My questions are listed in the weaknesses section.

评论

Thank you for the valuable comments and suggestions. Please see our detailed response below.

Q. Compare with early stopping and other regularization methods

We note that properly early stopping the teacher training may indeed be able to achieve student performance comparable to SoTeacher. However, as also mentioned in Line 356 in our paper, it is often difficult to locate the right epoch number for early stopping. Slight deviation from the best epoch number may significantly impair the student's performance. A meticulous search for the best epoch number will induce high computation costs as one may need to conduct full student training for each epoch number. In contrast, SoTeacher can achieve the best student performance even when the teacher fully converges, which will be much more efficient and friendly to use in practice.

For other popular training or post-training techniques including classic regularizations such as l1 and l2, label smoothing, advanced data augmentation, temperature scaling, and uncertainty learning methods, we have provided a detailed comparison in Appendix F.

Q. Location of the details of the proposed methods

Thanks for your suggestion. We will move the details of the proposed methods into the main paper.

Q. Effect of the number of training epochs

In this paper, we follow the widely used settings for training the teacher, namely 240 epochs for CIFAR-100 and 90 epochs for ImageNet and Tiny-ImageNet. We will explore alternative training settings in the revision.

AC 元评审

The authors build on the recent theoretical results that the effectiveness of the teacher deteriorates when it cannot correctly predict the label distribution. The authors claim that Lipschitz bounded robust to feature extractors are better suited for this task and propose a Lipschitz regularizer to improve distillation.

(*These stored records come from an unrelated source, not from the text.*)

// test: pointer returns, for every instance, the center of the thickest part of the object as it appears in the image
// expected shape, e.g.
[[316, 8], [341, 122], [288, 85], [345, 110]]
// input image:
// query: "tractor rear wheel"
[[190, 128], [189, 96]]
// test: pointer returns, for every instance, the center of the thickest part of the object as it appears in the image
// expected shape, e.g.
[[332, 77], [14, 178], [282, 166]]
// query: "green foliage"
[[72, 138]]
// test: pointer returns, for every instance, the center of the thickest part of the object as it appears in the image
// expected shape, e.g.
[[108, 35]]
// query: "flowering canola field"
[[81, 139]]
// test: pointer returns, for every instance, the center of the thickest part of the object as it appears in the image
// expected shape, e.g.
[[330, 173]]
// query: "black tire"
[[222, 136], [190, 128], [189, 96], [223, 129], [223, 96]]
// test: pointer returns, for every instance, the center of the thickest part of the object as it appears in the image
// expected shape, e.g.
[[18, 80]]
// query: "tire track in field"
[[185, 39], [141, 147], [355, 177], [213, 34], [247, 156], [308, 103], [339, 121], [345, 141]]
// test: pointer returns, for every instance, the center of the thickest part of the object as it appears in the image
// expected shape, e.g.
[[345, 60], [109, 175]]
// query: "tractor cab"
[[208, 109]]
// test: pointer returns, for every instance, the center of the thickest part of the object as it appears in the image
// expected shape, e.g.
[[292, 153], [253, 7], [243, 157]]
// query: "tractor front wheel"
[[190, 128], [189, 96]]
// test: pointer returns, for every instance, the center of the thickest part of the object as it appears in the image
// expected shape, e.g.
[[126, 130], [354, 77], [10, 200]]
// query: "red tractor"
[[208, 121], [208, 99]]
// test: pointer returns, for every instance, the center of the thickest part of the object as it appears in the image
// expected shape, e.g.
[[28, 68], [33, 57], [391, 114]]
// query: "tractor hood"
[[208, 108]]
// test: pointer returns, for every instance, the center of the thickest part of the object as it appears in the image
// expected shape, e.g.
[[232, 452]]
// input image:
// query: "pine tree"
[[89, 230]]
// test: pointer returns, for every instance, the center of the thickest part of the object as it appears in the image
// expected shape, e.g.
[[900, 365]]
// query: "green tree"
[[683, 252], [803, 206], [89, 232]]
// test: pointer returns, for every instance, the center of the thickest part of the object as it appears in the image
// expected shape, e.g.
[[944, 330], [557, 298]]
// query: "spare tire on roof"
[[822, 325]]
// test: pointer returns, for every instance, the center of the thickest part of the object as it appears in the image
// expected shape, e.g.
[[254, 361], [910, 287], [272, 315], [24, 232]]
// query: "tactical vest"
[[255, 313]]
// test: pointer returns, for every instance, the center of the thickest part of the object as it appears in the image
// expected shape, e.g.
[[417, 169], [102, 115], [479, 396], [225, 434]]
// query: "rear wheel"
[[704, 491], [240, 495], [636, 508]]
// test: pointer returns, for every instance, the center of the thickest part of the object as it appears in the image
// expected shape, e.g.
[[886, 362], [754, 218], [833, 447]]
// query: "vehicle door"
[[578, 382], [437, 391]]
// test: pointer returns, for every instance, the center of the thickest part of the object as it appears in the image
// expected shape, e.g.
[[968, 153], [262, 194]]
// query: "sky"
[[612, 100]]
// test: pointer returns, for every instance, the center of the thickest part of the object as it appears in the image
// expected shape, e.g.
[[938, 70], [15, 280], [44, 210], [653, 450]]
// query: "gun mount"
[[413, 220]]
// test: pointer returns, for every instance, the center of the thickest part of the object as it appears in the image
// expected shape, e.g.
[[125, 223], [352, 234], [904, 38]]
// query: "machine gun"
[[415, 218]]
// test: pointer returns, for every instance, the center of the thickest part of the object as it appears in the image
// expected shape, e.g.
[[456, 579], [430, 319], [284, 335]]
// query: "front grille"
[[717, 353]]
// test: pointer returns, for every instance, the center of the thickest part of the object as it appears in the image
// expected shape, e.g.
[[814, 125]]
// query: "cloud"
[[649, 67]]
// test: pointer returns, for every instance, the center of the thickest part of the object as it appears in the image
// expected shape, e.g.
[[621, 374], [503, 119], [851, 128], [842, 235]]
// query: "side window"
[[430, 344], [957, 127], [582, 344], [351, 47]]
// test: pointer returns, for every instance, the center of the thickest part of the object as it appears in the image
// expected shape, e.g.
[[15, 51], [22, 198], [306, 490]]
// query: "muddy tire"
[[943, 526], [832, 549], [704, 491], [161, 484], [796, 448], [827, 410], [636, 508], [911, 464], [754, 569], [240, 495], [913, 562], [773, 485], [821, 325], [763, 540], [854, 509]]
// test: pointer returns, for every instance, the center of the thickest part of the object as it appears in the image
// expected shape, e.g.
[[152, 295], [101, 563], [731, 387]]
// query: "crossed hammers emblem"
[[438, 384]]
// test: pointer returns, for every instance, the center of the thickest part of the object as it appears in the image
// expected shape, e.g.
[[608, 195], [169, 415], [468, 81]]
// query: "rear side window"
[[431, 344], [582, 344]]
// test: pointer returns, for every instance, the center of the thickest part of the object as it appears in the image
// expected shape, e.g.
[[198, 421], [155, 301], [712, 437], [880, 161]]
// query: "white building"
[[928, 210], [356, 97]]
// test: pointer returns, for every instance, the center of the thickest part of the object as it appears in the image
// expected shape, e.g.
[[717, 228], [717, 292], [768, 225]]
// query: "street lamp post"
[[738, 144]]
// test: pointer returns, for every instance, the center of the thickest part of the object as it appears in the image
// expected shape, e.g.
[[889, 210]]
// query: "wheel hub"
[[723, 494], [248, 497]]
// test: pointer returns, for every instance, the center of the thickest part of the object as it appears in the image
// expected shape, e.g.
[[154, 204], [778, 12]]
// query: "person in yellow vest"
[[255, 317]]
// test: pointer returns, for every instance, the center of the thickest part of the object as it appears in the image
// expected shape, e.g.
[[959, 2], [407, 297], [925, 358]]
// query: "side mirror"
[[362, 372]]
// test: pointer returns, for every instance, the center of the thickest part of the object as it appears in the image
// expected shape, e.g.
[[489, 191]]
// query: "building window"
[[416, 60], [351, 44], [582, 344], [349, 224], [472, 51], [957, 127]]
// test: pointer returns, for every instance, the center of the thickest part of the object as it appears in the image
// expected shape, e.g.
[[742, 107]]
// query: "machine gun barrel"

  • There seems to be a misalignment between the theoretical results and our intuitive understanding of distillation. The main theoretical claim is that Lipschitz bounded feature extractors better approximate the true label distribution. Thus, addressing this issue is both relevant to noise robustness (since normally the teacher would overfit to the training labels) or a multi-label setting where there is no clear true label. It is unclear why a teacher with a better generalization may not necessarily translate to a better student.
  • The empirical improvements are marginal. Also, the authors do not compare to simpler methods such as early stopping.

为何不给更高分

I am suggesting accepting (poster) since the overall response by the reviewers is positive, but there are still some concerns that have not been fully addressed.

为何不给更低分

There are some benefits in the theoretical findings of the paper that might also be appealing to practitioners from an applied standpoint.